陈瀚接过瓜,握在手中,却不说话,只是望着庄信。片刻后,他终于开口说道:“殿下早就知道红酣的真实身份了,对吧。”
庄信心中有愧,也不辩解,算是默认了。
“那枭侍卫自然也不是常人,对吧?”陈瀚继续问。
“他也是天上之人。”
“听说他新娶了位夫人,说是巫部娶来的。”
“嗯。”
陈瀚不再问了。庄信这才开口说道:“我之前只知他们的真实身份,不知中间这许多隐情,今日听你说才明白一些,但仍有许多不解之处。之前不告诉你,是怕让你受惊吓。若是早知道还有这么多隐情,我自然不会隐瞒你。”
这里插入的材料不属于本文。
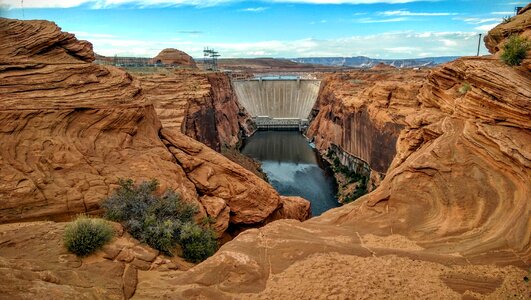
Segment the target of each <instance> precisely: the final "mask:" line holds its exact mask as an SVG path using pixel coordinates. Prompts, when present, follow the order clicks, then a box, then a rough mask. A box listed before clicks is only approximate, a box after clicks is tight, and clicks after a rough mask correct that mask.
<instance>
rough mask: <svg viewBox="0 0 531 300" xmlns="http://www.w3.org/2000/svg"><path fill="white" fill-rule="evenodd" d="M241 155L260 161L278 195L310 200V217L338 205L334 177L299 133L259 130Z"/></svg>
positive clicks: (303, 138) (246, 145)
见陈瀚不答,庄信知他心中定然一时还难以平复:“我本想问你是否愿意去黎部境内任职,离开京城一段时日。不知你现在——”
“臣暂时不想去,臣家事繁杂,待臣处理完家事,再为殿下效力。”
庄信只能一笑置之,看着陈瀚倔强的脸,知道自己这个好友,终究还是怨自己了。